2021 wurden bereits zwölf Frauen von (Ex-)Partnern getötet, in weniger als der Hälfte der Fälle hatten die Täter eine Migrationsgeschichte.

Foto: APA/GEORG HOCHMUTH

Nach der aktuellen Frauenmordserie kündigte Frauenministerin Susanne Raab (ÖVP) eine Studie an, die sich mit "unterschiedlichen Motiven kultureller Gewalt" befassen soll. Welche "Kulturen" damit gemeint sind, machte Raab unmissverständlich klar: Frauen mit Migrationshintergrund müssten gestärkt und über die vorhandenen Hilfsangebote aufgeklärt werden, sagt die ehemalige Leiterin der Sektion Integration im Innen- und Außenministerium.

Patriarchale Strukturen begünstigen Gewalt an Frauen, die viel zu oft tödlich endet. Diese Strukturen gibt es auch in österreichischen Migrantencommunitys. Gewalt an Mädchen und Frauen und sogenannte häusliche Gewalt im Allgemeinen ist hier oft akzeptiert, schambehaftet und wird totgeschwiegen. Nicht anders als in jenen österreichischen Familien, die in jüngerer Zeit keine Migrationsgeschichte vorzuweisen haben.

Der Vorstoß der Frauenministerin, die Ursachen für Frauenmorde und Gewalt an Frauen insbesondere in migrantischen Communitys erforschen zu wollen, ist also zu begrüßen. Grundsätzlich ist jede Studie zur Ursachenforschung zu begrüßen, angesichts der steigenden Zahl der Femizide. Doch die strikte Trennung zwischen angeblich "kulturell bedingter" Gewalt in migrantischen Communitys und der Gewalt, die Frauen erleben, die keine Migrationsgeschichte haben, ist bedenklich und gefährlich.

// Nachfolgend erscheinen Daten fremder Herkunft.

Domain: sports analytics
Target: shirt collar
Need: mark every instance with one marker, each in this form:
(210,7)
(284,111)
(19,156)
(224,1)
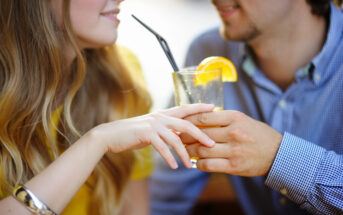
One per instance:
(333,37)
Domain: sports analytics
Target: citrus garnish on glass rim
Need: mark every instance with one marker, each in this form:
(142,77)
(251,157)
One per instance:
(229,73)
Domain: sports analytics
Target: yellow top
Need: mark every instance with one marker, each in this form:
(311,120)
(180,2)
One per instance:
(143,165)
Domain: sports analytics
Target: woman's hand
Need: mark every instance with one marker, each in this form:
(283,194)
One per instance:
(158,129)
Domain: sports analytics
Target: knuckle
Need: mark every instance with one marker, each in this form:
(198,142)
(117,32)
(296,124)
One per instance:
(237,116)
(201,151)
(206,166)
(202,118)
(236,151)
(235,133)
(234,164)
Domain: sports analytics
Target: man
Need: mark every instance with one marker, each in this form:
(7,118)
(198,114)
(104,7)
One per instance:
(282,129)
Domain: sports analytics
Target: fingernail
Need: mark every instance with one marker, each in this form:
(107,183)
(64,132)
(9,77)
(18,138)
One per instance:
(174,165)
(211,142)
(190,164)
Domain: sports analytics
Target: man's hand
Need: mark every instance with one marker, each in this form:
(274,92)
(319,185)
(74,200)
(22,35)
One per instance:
(244,146)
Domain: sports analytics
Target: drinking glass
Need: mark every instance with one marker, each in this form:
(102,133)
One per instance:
(193,86)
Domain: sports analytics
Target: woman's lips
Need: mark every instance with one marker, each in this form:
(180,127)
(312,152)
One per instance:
(111,14)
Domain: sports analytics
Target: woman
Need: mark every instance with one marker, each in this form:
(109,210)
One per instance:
(64,94)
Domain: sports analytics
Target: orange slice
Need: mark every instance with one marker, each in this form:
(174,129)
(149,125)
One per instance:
(229,73)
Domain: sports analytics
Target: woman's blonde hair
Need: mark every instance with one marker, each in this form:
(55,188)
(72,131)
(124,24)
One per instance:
(34,83)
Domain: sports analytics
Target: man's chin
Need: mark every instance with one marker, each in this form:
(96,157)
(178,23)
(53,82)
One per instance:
(244,37)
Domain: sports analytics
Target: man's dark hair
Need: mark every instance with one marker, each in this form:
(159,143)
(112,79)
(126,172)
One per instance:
(322,7)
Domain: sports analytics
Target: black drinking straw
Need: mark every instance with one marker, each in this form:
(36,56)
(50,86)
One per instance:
(163,44)
(169,55)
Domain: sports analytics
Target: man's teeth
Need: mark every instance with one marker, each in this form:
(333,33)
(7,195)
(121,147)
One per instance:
(229,8)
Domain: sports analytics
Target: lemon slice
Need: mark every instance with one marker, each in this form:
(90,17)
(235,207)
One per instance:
(229,73)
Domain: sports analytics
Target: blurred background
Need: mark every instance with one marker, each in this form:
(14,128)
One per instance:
(178,22)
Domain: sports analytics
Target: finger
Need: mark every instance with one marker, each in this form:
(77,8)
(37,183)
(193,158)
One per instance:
(215,118)
(163,149)
(184,126)
(214,165)
(174,141)
(218,134)
(188,109)
(219,150)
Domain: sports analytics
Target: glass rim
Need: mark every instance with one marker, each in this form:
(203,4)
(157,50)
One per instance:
(192,70)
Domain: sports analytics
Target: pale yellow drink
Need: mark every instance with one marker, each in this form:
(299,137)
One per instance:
(193,86)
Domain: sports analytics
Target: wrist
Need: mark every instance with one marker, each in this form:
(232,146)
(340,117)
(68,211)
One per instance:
(95,140)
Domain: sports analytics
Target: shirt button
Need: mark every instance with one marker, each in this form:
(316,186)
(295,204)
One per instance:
(283,201)
(317,77)
(283,191)
(282,103)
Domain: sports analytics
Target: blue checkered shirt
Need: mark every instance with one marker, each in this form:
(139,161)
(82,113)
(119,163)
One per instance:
(307,173)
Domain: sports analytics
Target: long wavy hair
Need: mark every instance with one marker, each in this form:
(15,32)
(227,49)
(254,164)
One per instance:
(34,83)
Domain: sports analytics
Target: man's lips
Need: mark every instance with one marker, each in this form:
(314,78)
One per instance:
(226,11)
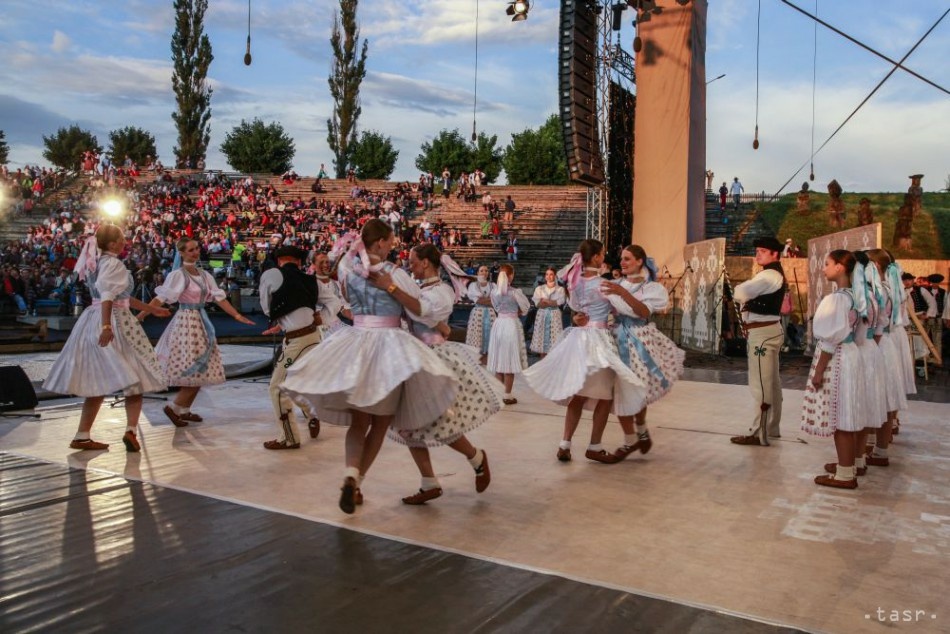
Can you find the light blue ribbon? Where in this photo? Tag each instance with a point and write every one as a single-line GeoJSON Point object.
{"type": "Point", "coordinates": [626, 338]}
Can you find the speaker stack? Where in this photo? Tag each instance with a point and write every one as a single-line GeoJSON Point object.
{"type": "Point", "coordinates": [577, 81]}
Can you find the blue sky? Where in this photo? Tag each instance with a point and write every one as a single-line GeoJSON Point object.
{"type": "Point", "coordinates": [105, 65]}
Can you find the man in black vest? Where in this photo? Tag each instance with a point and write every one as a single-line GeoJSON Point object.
{"type": "Point", "coordinates": [761, 300]}
{"type": "Point", "coordinates": [289, 297]}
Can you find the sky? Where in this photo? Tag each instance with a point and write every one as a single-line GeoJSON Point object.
{"type": "Point", "coordinates": [106, 64]}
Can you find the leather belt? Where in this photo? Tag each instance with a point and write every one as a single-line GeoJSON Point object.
{"type": "Point", "coordinates": [301, 332]}
{"type": "Point", "coordinates": [758, 324]}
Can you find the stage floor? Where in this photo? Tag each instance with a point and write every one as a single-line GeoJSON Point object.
{"type": "Point", "coordinates": [698, 535]}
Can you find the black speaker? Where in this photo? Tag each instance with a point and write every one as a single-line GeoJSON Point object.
{"type": "Point", "coordinates": [577, 84]}
{"type": "Point", "coordinates": [16, 390]}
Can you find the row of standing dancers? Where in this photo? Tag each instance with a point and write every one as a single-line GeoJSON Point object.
{"type": "Point", "coordinates": [375, 377]}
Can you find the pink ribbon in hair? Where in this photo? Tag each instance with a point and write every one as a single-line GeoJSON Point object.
{"type": "Point", "coordinates": [456, 274]}
{"type": "Point", "coordinates": [571, 274]}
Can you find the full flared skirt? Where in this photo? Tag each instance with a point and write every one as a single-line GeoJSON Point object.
{"type": "Point", "coordinates": [661, 366]}
{"type": "Point", "coordinates": [586, 363]}
{"type": "Point", "coordinates": [182, 344]}
{"type": "Point", "coordinates": [128, 364]}
{"type": "Point", "coordinates": [895, 396]}
{"type": "Point", "coordinates": [838, 405]}
{"type": "Point", "coordinates": [479, 397]}
{"type": "Point", "coordinates": [507, 353]}
{"type": "Point", "coordinates": [480, 322]}
{"type": "Point", "coordinates": [548, 330]}
{"type": "Point", "coordinates": [383, 371]}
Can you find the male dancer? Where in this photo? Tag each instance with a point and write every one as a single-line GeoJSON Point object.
{"type": "Point", "coordinates": [761, 300]}
{"type": "Point", "coordinates": [289, 298]}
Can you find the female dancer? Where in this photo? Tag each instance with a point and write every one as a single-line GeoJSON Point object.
{"type": "Point", "coordinates": [507, 355]}
{"type": "Point", "coordinates": [482, 317]}
{"type": "Point", "coordinates": [374, 374]}
{"type": "Point", "coordinates": [834, 396]}
{"type": "Point", "coordinates": [887, 326]}
{"type": "Point", "coordinates": [652, 356]}
{"type": "Point", "coordinates": [187, 350]}
{"type": "Point", "coordinates": [585, 365]}
{"type": "Point", "coordinates": [107, 351]}
{"type": "Point", "coordinates": [549, 297]}
{"type": "Point", "coordinates": [479, 395]}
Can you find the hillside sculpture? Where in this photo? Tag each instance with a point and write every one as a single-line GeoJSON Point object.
{"type": "Point", "coordinates": [916, 193]}
{"type": "Point", "coordinates": [803, 200]}
{"type": "Point", "coordinates": [865, 215]}
{"type": "Point", "coordinates": [835, 205]}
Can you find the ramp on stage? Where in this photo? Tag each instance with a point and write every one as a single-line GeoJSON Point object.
{"type": "Point", "coordinates": [205, 529]}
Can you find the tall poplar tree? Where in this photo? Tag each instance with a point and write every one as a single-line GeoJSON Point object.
{"type": "Point", "coordinates": [345, 78]}
{"type": "Point", "coordinates": [191, 56]}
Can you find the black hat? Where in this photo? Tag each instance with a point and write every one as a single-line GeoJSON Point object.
{"type": "Point", "coordinates": [769, 243]}
{"type": "Point", "coordinates": [290, 251]}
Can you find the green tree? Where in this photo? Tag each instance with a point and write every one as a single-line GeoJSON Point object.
{"type": "Point", "coordinates": [64, 149]}
{"type": "Point", "coordinates": [345, 78]}
{"type": "Point", "coordinates": [191, 57]}
{"type": "Point", "coordinates": [136, 143]}
{"type": "Point", "coordinates": [448, 149]}
{"type": "Point", "coordinates": [4, 149]}
{"type": "Point", "coordinates": [487, 157]}
{"type": "Point", "coordinates": [373, 156]}
{"type": "Point", "coordinates": [536, 157]}
{"type": "Point", "coordinates": [256, 147]}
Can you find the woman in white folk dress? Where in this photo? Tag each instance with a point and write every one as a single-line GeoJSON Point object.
{"type": "Point", "coordinates": [372, 375]}
{"type": "Point", "coordinates": [107, 350]}
{"type": "Point", "coordinates": [873, 362]}
{"type": "Point", "coordinates": [188, 350]}
{"type": "Point", "coordinates": [652, 356]}
{"type": "Point", "coordinates": [479, 395]}
{"type": "Point", "coordinates": [507, 355]}
{"type": "Point", "coordinates": [585, 369]}
{"type": "Point", "coordinates": [482, 317]}
{"type": "Point", "coordinates": [834, 396]}
{"type": "Point", "coordinates": [548, 329]}
{"type": "Point", "coordinates": [896, 352]}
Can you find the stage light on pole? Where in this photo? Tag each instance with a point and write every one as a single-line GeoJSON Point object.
{"type": "Point", "coordinates": [518, 9]}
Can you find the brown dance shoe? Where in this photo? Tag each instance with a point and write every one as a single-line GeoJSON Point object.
{"type": "Point", "coordinates": [482, 474]}
{"type": "Point", "coordinates": [131, 442]}
{"type": "Point", "coordinates": [601, 456]}
{"type": "Point", "coordinates": [281, 444]}
{"type": "Point", "coordinates": [830, 481]}
{"type": "Point", "coordinates": [751, 439]}
{"type": "Point", "coordinates": [832, 468]}
{"type": "Point", "coordinates": [423, 496]}
{"type": "Point", "coordinates": [174, 417]}
{"type": "Point", "coordinates": [348, 496]}
{"type": "Point", "coordinates": [87, 445]}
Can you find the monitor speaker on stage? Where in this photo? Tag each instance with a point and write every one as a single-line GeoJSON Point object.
{"type": "Point", "coordinates": [16, 390]}
{"type": "Point", "coordinates": [577, 84]}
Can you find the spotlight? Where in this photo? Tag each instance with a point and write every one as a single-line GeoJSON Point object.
{"type": "Point", "coordinates": [518, 9]}
{"type": "Point", "coordinates": [112, 208]}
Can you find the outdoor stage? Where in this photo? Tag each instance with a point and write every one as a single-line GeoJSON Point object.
{"type": "Point", "coordinates": [698, 535]}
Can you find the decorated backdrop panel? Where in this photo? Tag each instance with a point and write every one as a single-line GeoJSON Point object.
{"type": "Point", "coordinates": [857, 239]}
{"type": "Point", "coordinates": [702, 295]}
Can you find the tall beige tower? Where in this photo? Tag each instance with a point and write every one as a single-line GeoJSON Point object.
{"type": "Point", "coordinates": [670, 132]}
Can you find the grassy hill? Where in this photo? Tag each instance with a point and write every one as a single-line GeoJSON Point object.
{"type": "Point", "coordinates": [931, 232]}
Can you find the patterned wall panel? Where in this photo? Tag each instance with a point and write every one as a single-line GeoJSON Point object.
{"type": "Point", "coordinates": [857, 239]}
{"type": "Point", "coordinates": [702, 285]}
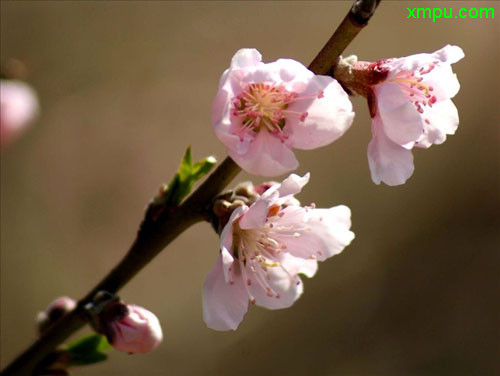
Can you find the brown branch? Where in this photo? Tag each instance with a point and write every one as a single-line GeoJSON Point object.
{"type": "Point", "coordinates": [352, 24]}
{"type": "Point", "coordinates": [156, 235]}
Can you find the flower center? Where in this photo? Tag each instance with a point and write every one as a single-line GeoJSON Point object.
{"type": "Point", "coordinates": [419, 94]}
{"type": "Point", "coordinates": [263, 106]}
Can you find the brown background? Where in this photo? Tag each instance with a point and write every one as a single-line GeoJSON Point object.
{"type": "Point", "coordinates": [126, 86]}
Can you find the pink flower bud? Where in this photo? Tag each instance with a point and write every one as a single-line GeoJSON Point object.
{"type": "Point", "coordinates": [137, 330]}
{"type": "Point", "coordinates": [57, 309]}
{"type": "Point", "coordinates": [19, 106]}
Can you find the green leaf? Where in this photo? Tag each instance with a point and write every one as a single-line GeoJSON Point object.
{"type": "Point", "coordinates": [88, 350]}
{"type": "Point", "coordinates": [184, 180]}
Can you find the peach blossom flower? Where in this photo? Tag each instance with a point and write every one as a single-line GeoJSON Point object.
{"type": "Point", "coordinates": [263, 111]}
{"type": "Point", "coordinates": [57, 309]}
{"type": "Point", "coordinates": [265, 247]}
{"type": "Point", "coordinates": [413, 109]}
{"type": "Point", "coordinates": [135, 330]}
{"type": "Point", "coordinates": [18, 108]}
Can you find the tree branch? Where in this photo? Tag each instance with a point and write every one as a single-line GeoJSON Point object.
{"type": "Point", "coordinates": [154, 236]}
{"type": "Point", "coordinates": [352, 24]}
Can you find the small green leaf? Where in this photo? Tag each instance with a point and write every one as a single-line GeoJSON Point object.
{"type": "Point", "coordinates": [88, 350]}
{"type": "Point", "coordinates": [183, 181]}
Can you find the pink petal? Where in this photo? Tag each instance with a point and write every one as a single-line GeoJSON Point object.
{"type": "Point", "coordinates": [327, 118]}
{"type": "Point", "coordinates": [443, 81]}
{"type": "Point", "coordinates": [442, 120]}
{"type": "Point", "coordinates": [293, 184]}
{"type": "Point", "coordinates": [287, 286]}
{"type": "Point", "coordinates": [224, 304]}
{"type": "Point", "coordinates": [245, 57]}
{"type": "Point", "coordinates": [266, 156]}
{"type": "Point", "coordinates": [297, 265]}
{"type": "Point", "coordinates": [401, 121]}
{"type": "Point", "coordinates": [449, 54]}
{"type": "Point", "coordinates": [319, 234]}
{"type": "Point", "coordinates": [388, 161]}
{"type": "Point", "coordinates": [256, 215]}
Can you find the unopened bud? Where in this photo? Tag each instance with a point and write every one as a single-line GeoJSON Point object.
{"type": "Point", "coordinates": [57, 309]}
{"type": "Point", "coordinates": [226, 202]}
{"type": "Point", "coordinates": [134, 330]}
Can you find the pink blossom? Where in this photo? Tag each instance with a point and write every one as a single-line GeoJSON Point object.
{"type": "Point", "coordinates": [413, 109]}
{"type": "Point", "coordinates": [262, 111]}
{"type": "Point", "coordinates": [18, 108]}
{"type": "Point", "coordinates": [136, 330]}
{"type": "Point", "coordinates": [265, 247]}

Geht der Fingerzeit immer wieder in die Richtung der vermeintlich "anderen", werden wir als Gesellschaft das strukturelle Problem der Frauenmorde nicht so bald in den Griff bekommen. Patriarchale Strukturen sind nicht ausschließlich in migrantischen oder gar ausschließlich in muslimischen Communitys zu finden. In der aktuellen Femizidserie hatte der Täter in weniger als der Hälfte der Fälle eine familiäre Migrationsgeschichte. Wenn sich Präventionsmaßnahmen ausschließlich an diese Bevölkerungsgruppe richten, dann geht das an der österreichischen Realität vorbei, dann ist die Frauenministerin auf einem Auge blind. (Olivera Stajić, 12.5.2021)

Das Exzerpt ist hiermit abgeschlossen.